Le tasse in Italia sono passate dal 25% del pil nel 1975 al 50% di oggi perché lo Stato e i suoi apparati sono enormemente cresciuti, e questo frena tutto il Paese. Ma per chi si ostina a fare impresa la situazione è ancora più drammatica. Il nostro costo del lavoro è alto: è noto. Ma il problema più rilevante è che una parte eccessiva di quei denari non finisce in tasca ai lavoratori, ma in tasse. Esattamente il 48,2% nel 2014, contro una media Ocse del 36%. Una percentuale molto più alta che in Giappone o Usa, entrambi intorno al 30%, o in Spagna (41%) e Olanda (38%). Quanto alla total tax rate, cioè al carico fiscale complessivo di ogni tributo compreso che grava sui profitti delle imprese, vale la pena di citare qualche dato. In Italia è il 65,4% (fonte Doing Business 2015), in Germania è il 48,8%, nel Regno Unito il 33,7%, in Irlanda il 25,9%. Un peso obiettivamente eccessivo, che disincentiva l’intrapresa in Italia e gli investimenti esteri.

Se lavori vieni pagato, se lavori molto bene vieni pagato di più, se non lavori vieni licenziato: cosa deve accadere perché questo sogno meritocratico diventi realtà?

Sindacato, magistratura e università rappresentano ruoli e funzioni imprescindibili nella società. La tutela dei lavoratori, la garanzia di una giustizia basata sulla terzietà di chi l’amministra e la conoscenza aperta a larghi strati della popolazione sono conquiste relativamente recenti, sicuramente irrinunciabili. Ciò malgrado, oggi in Italia percepiamo, non del tutto a torto, questi ambiti anche come centri di potere, qualche volta autoreferenziali e certo poco inclini a vedere riformato il proprio ruolo in considerazione del mutare dei tempi. Per crescere le nostre aziende hanno bisogno di un mercato del lavoro flessibile, di elasticità contrattuale e di un sindacato non necessariamente antagonista. Possiamo girarci in tondo ed edulcorare il concetto, ma vi sono situazioni in cui è necessario licenziare, premiare il merito (sempre) o lavorare di più (talvolta). La lentezza della giustizia, soprattutto civile, ci fa perdere un punto percentuale di pil all’anno e ci posiziona al 147esimo posto su 183 Paesi in quanto a tempi ed efficacia nella risoluzione dei contratti civili. E se dei tempi della giustizia soffrono tutti i cittadini, per le imprese è forse ancora peggio. Infine, che senso ha un sapere accademico che rischia di essere solo preservazione del passato se non diventa opportunità di lavoro e risorsa per il mondo produttivo?

Privatizziamo! non sembra voler essere un pamphlet contro la politica. Non è pensabile una società senza regole e senza democrazia ma i tempi che viviamo ci pongono sfide nuove e complicate: come attrezzarsi e con quali strumenti vincerle?

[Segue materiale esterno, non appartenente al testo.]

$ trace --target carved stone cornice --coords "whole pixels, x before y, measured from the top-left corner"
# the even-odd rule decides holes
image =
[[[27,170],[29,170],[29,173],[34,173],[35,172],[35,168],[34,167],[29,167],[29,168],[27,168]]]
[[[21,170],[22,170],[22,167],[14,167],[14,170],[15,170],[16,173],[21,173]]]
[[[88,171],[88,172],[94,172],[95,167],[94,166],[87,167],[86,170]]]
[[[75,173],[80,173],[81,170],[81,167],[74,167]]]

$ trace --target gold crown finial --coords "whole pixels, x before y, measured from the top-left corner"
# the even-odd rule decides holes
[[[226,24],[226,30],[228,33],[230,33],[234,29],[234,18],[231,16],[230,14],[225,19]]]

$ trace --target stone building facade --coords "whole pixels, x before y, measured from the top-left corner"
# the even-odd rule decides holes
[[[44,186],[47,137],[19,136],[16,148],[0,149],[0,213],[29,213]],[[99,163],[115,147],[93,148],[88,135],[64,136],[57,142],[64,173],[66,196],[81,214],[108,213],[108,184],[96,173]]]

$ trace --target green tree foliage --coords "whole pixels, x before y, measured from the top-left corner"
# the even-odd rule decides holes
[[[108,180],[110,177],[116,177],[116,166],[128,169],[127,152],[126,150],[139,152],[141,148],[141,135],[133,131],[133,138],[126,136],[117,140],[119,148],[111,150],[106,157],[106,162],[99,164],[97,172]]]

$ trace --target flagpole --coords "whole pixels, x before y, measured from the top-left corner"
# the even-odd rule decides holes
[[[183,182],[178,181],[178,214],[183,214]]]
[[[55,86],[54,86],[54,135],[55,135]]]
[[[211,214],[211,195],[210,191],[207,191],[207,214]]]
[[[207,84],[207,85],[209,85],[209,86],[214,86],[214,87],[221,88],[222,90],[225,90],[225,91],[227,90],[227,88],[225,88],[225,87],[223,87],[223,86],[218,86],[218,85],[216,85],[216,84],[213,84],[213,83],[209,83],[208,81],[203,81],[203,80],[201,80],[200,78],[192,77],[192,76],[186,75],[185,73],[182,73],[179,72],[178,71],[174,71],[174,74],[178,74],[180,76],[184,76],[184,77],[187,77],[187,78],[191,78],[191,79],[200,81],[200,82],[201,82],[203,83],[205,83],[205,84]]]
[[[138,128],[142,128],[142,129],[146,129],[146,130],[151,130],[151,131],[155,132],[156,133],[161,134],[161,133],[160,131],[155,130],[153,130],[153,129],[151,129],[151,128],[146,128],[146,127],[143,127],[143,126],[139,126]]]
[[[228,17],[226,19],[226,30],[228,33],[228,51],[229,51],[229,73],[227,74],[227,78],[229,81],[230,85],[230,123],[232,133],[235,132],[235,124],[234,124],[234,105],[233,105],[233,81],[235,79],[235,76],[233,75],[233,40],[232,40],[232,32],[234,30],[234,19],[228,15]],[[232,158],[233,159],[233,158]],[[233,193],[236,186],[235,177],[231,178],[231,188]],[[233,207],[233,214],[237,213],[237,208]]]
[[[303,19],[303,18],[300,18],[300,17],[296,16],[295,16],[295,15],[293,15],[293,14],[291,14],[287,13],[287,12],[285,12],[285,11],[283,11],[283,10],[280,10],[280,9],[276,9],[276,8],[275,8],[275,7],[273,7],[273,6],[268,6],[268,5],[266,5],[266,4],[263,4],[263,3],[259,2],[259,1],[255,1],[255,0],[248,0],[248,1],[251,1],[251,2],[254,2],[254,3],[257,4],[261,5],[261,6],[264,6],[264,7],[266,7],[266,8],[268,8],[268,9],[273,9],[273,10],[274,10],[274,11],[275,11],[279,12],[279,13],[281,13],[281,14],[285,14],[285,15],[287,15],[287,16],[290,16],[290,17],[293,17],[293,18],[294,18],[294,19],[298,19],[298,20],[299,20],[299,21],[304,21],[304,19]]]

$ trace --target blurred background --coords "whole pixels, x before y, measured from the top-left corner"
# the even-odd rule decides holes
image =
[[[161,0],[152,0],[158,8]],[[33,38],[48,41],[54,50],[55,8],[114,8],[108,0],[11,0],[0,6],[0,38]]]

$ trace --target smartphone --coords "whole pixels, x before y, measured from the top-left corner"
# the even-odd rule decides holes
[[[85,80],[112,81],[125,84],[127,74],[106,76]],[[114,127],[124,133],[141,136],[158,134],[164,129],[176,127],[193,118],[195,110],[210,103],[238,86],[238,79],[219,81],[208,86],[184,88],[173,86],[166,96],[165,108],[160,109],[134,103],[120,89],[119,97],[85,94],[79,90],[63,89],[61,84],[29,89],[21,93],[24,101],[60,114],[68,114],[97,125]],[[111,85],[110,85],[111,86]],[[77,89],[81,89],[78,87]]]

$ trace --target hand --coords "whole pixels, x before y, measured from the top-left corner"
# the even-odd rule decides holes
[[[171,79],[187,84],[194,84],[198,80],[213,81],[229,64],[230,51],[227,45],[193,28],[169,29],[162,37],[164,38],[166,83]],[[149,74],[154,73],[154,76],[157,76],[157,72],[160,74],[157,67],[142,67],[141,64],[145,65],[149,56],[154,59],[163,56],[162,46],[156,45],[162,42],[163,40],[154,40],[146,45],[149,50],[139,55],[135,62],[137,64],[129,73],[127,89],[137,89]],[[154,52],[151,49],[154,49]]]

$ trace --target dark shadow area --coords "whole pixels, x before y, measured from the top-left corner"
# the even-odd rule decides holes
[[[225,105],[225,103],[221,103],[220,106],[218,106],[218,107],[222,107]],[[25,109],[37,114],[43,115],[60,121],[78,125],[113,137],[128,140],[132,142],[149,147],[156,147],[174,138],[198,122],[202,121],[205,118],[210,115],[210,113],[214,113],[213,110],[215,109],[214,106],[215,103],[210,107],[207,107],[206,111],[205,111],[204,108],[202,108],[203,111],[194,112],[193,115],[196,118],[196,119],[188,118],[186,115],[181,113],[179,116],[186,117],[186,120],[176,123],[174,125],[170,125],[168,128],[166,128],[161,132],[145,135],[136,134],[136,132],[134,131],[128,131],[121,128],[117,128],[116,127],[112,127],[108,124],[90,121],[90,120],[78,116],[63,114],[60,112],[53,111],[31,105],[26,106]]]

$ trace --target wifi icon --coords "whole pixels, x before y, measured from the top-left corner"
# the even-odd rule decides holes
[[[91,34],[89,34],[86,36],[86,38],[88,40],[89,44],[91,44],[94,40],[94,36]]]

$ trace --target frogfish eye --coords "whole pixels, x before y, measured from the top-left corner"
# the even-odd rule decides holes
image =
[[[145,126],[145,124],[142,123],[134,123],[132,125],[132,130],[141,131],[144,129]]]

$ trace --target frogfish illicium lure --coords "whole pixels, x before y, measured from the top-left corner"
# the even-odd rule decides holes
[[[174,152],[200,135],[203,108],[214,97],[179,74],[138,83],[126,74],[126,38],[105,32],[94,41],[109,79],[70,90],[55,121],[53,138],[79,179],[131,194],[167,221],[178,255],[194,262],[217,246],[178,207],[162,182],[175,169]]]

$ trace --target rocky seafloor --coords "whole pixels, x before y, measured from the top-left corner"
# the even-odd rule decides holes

Giustizia sociale, democrazia, libertà e diritto sono più facilmente garantiti in una società che cresce e produce ricchezza. Non perché l’economia sia l’antecedente della politica, come credono, ad esempio, i marxisti, e tutto si risolva nell’ambito delle relazioni economiche tra gli uomini. Ma perché il lavoro, un’equa retribuzione o sistemi pensionistici e sanitari, universali ed efficienti, non sono garantiti per decreto, ma sono il prodotto di un’economia libera e di produttori messi nella condizione di creare ricchezza. Occorre creare le condizioni perché ciò avvenga, non dirigisticamente o con spese e investimenti pubblici enormi, semmai agevolando le condizioni dello sviluppo. Non un’Italia senza Stato, insomma, ma con uno Stato che legifera e vigila, non che produce e pervasivamente di tutto si occupa.